Text vs. HTML: Give your customers the option of receiving messages in text or HTML format. Some people will always prefer text to graphics, and some e-mail readers only support basic text. Give your customers what they want, and be sure your e-mail has been tested for readability by all major e-mail readers.

Micro-Sites: Giving respondents a micro Web site to respond to rather than just an e-mail address creates more interaction and measurement opportunities. Plus, a picture paints a thousand words.

Online Off-line Integration: Use a micro Web site, too, as a response option for your off-line (direct mail, display ads) promotions. Again, you’ll not only create more opportunities to interact with your customers, you can keep ads and mailers less cluttered and entice readers online for the full story.

No Spam Ma’am: Don’t send unsolicited e-mails. As mentioned earlier, spam messages are unwelcome and counterproductive. You’ll only damage your company’s reputation by sending unwanted e-mails.

Respect The Customer: Messages and offers that go to unresponsive consumers week after week are no better than spam. Also make it easy for them to unsubscribe, access and change data.

Measure & Report: Tracking the actions of your customers and prospects is critical to your success. After deploying several campaigns you will have generated a mountain of response information. Analyze it and use it when creating new offers and new approaches.

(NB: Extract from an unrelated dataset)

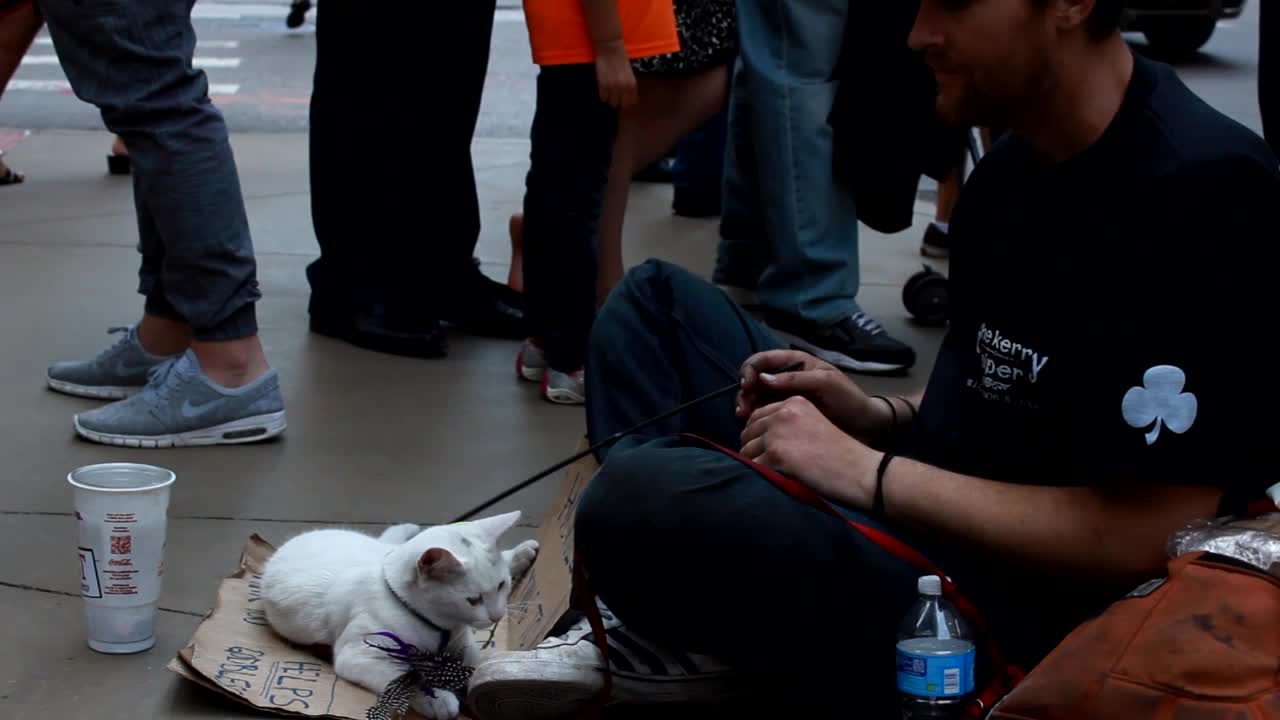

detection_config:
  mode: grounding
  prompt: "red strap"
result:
[684,433,1024,717]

Click Through Analytics: Analyze campaign response data in conjunction with Web site visitor behavior data to get a single, unified view of your customers and prospects behavior. Track what pages prospects visited; what information they viewed, and what products they bought. Again, use the data to customize your offers and Web site content. And remember that technology is a magical tool for marketing wizards to use—but it does not replace the wizard.

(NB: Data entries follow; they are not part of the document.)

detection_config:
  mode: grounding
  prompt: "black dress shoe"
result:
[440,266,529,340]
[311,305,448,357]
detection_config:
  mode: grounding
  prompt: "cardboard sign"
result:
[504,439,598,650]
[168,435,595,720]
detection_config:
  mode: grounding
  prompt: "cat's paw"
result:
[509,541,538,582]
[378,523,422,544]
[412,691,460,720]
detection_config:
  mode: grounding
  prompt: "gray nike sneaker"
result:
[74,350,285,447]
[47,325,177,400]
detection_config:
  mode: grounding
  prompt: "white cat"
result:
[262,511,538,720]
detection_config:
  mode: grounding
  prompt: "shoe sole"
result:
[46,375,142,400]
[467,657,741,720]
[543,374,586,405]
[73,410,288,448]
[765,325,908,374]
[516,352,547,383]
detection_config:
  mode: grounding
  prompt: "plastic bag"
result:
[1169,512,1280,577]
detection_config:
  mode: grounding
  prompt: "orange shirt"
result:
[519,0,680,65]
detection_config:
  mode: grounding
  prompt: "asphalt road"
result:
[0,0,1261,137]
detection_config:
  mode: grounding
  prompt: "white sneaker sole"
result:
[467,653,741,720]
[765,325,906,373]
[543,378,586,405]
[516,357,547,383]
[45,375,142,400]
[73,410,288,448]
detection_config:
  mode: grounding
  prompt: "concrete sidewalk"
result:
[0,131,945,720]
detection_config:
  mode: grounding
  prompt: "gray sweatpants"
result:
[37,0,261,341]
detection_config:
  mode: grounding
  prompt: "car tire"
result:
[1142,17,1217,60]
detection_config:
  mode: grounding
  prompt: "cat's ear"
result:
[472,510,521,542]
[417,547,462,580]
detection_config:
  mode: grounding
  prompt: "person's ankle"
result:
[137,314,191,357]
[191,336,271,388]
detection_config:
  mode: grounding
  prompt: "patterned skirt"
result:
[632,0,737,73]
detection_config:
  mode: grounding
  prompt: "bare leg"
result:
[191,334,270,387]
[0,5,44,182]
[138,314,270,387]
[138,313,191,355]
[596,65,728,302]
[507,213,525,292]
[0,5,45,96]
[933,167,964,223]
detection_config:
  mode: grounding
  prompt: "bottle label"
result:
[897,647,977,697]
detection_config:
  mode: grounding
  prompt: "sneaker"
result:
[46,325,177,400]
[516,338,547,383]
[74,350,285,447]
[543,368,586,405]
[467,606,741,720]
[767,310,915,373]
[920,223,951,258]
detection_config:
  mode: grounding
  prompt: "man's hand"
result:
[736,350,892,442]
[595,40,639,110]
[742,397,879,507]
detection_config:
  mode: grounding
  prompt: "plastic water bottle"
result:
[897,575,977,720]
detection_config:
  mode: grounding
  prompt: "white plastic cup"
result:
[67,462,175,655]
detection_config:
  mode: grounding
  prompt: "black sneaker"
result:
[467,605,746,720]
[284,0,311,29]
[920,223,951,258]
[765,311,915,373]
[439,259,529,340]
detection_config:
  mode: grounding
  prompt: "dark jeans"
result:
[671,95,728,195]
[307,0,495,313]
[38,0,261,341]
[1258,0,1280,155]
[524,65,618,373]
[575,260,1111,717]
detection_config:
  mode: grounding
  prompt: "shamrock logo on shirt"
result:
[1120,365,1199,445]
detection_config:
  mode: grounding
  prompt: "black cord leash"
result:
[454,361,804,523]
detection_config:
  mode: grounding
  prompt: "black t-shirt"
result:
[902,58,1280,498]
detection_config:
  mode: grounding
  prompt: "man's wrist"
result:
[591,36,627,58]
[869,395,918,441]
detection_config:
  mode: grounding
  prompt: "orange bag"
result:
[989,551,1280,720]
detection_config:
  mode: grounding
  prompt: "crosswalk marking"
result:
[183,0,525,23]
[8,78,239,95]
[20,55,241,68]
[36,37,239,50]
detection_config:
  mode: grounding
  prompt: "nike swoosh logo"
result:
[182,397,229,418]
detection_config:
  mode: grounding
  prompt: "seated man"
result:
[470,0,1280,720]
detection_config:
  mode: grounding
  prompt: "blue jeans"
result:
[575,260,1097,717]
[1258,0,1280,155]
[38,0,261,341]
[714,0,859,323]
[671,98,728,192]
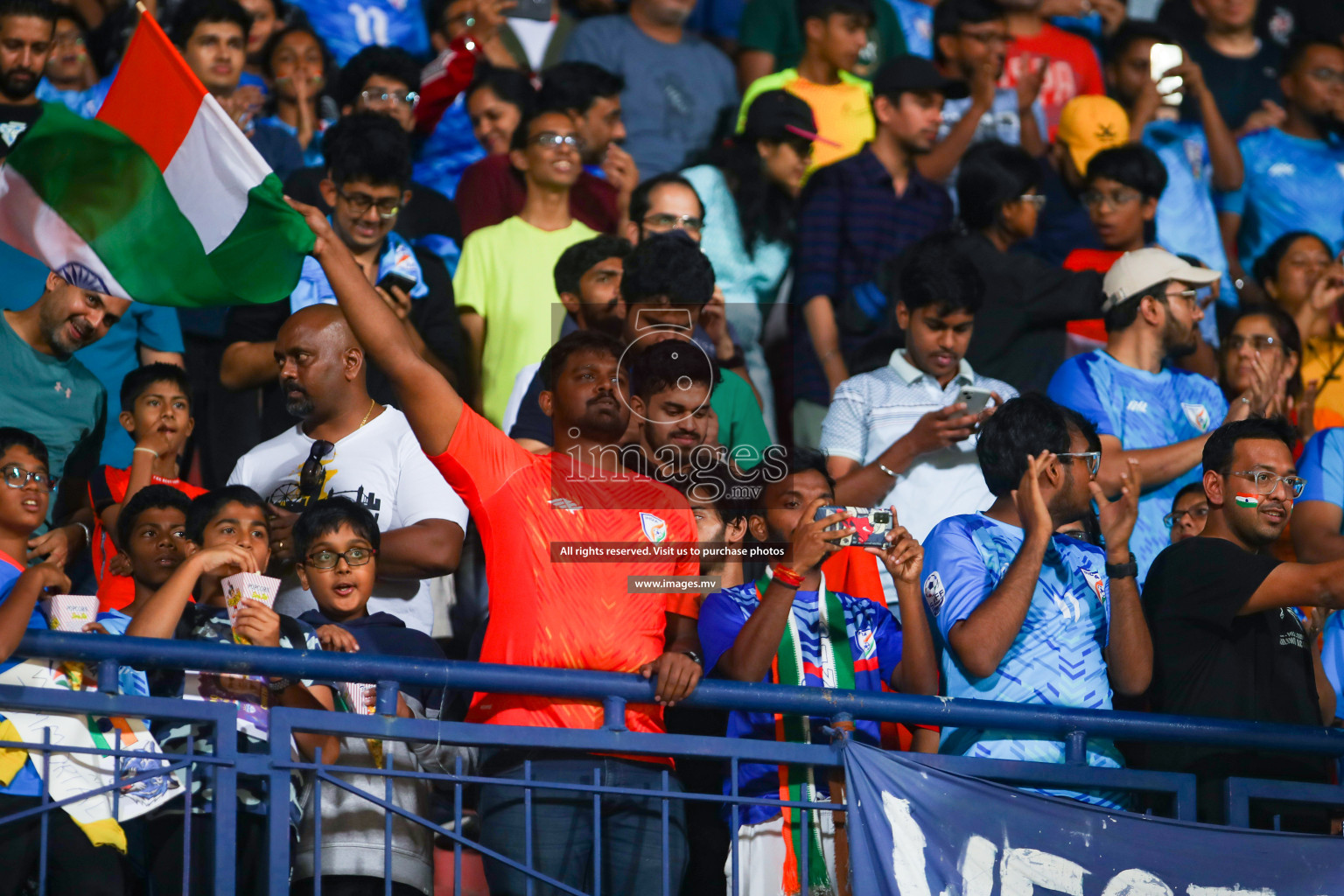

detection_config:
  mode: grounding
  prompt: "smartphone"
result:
[504,0,551,22]
[378,270,416,296]
[812,505,892,548]
[957,386,995,415]
[1148,43,1186,106]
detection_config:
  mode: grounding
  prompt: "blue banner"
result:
[845,743,1344,896]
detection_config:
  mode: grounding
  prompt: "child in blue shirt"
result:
[290,499,474,894]
[0,426,125,896]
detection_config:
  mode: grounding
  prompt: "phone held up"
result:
[1148,43,1186,106]
[812,504,895,548]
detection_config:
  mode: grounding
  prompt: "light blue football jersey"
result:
[1047,349,1227,585]
[1218,128,1344,270]
[923,513,1125,808]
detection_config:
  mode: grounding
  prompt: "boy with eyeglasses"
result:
[1144,417,1344,834]
[453,110,597,426]
[1048,248,1273,585]
[290,499,476,893]
[1163,482,1208,544]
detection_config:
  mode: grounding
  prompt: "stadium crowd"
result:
[0,0,1344,896]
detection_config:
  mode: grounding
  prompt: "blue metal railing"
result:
[0,632,1344,896]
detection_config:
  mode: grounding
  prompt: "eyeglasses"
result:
[1163,502,1208,529]
[298,439,336,499]
[1083,189,1140,209]
[1227,333,1278,352]
[644,215,704,234]
[1055,452,1101,475]
[1233,470,1306,499]
[336,186,402,220]
[359,90,419,108]
[0,464,57,492]
[531,130,584,155]
[308,548,378,570]
[1308,68,1344,85]
[958,31,1011,46]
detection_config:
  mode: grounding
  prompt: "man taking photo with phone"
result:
[821,236,1018,605]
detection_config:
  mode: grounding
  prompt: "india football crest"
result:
[640,513,668,544]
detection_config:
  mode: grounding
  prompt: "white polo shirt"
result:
[821,348,1018,605]
[228,407,468,634]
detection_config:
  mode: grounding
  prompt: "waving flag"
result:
[0,15,313,308]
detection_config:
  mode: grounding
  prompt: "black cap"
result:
[872,53,970,100]
[742,90,830,143]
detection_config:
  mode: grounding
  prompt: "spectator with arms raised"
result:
[228,304,466,634]
[700,450,938,896]
[284,197,702,894]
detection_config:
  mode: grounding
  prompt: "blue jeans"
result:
[480,753,685,896]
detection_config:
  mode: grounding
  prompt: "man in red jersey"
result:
[291,201,703,896]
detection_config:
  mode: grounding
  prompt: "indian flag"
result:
[0,15,313,308]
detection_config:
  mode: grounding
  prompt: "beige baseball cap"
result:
[1101,248,1222,313]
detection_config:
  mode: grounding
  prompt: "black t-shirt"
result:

Deciding to include an e-mail marketing strategy is really only the first step. The next step is putting that strategy into practice. Running a successful e-mail marketing campaign actually requires a sophisticated combination of technology, strategy and marketing expertise.

The availability of content management, data analysis and business rules applications makes it hard for an ambitious IT department to resist the urge to create an in-house campaign management tool.

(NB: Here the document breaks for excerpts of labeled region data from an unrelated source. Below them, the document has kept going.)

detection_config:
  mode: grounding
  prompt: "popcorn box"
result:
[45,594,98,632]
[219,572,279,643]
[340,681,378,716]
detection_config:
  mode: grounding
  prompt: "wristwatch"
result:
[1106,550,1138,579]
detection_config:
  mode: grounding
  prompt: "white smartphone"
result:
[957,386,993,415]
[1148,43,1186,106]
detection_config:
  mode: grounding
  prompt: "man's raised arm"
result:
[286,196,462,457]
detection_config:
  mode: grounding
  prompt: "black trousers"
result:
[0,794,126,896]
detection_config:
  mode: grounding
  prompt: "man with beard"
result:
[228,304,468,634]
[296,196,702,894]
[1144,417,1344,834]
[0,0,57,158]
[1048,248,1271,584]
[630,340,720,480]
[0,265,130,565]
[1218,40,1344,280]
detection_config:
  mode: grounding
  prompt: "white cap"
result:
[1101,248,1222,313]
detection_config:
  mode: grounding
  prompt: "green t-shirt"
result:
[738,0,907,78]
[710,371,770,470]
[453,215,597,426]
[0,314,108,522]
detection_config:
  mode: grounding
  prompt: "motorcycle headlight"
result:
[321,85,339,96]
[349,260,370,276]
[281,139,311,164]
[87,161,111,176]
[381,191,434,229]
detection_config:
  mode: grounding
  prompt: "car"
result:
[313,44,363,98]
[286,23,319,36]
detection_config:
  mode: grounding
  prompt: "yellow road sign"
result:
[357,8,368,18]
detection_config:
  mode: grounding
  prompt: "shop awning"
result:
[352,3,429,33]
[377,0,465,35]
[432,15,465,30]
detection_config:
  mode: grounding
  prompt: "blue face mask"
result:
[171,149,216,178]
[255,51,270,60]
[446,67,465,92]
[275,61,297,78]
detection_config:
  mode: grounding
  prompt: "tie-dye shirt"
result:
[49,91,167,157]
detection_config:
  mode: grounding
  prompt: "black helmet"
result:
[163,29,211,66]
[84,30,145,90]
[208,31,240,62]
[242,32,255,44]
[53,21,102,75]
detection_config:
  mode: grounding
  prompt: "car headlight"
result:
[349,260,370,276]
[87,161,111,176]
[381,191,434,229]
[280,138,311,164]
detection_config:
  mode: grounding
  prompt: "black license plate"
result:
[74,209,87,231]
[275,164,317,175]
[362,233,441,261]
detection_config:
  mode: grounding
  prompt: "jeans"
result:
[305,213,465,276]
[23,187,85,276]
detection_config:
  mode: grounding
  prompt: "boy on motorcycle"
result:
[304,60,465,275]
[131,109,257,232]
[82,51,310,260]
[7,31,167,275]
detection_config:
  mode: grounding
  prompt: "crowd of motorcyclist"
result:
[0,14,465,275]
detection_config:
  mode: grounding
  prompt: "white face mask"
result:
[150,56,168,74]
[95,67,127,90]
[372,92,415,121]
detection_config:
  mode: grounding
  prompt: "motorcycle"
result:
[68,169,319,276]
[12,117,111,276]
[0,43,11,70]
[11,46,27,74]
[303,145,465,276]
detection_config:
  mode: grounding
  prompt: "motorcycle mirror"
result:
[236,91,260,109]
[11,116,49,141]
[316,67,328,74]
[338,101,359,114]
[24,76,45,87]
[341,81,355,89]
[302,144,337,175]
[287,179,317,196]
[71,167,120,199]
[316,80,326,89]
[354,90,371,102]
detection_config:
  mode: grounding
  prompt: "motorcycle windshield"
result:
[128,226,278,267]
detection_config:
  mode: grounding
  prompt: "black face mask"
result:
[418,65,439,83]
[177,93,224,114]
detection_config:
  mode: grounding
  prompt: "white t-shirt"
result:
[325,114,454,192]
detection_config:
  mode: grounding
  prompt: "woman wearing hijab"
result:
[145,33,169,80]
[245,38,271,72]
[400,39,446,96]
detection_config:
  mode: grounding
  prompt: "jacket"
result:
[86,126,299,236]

But creating, personalizing, delivering, and evaluating campaigns can be more complex and more costly than it first appears. For this reason, many companies choose to work with an outside vendor rather than try to develop the system in house. There are several advantages to working with an outside partner.

Minimize Complexity: Integrating multiple, complex content management, electronic marketing and database applications from multiple providers can be a frustrating and costly undertaking. Find a solution provider who has already made the development investment.

Exert Marketing Control: In many companies, the IT department still controls the Web site, reporting, etc. If your IT department already has a huge backlog, look for solution providers that offer tools that allow you to work independently from your IT department.

Maintain Scalability: A great deal of bandwidth is required to manage large quantities of outgoing messages, incoming responses and undeliverable bounce-backs. Additional database power is required to manage and analyze personalization information, response knowledge and unique campaign data. Seek out providers who will bear the burden of this responsibility on your behalf.

Data Analysis: Response data is just meaningless information unless it can be analyzed and turned into valuable customer knowledge. Database driven marketing requires sophisticated analysis tools that help to predict future actions based on past behavior. Search for a provider who has mature data analysis and reporting capabilities.

Leverage Marketing Expertise: Solutions that have been developed by software engineers without the aid of experienced, professional marketers will lack the critical understanding of the marketing objectives, principals and methods. Look for firms whose leaders are business and marketing professionals, not developers.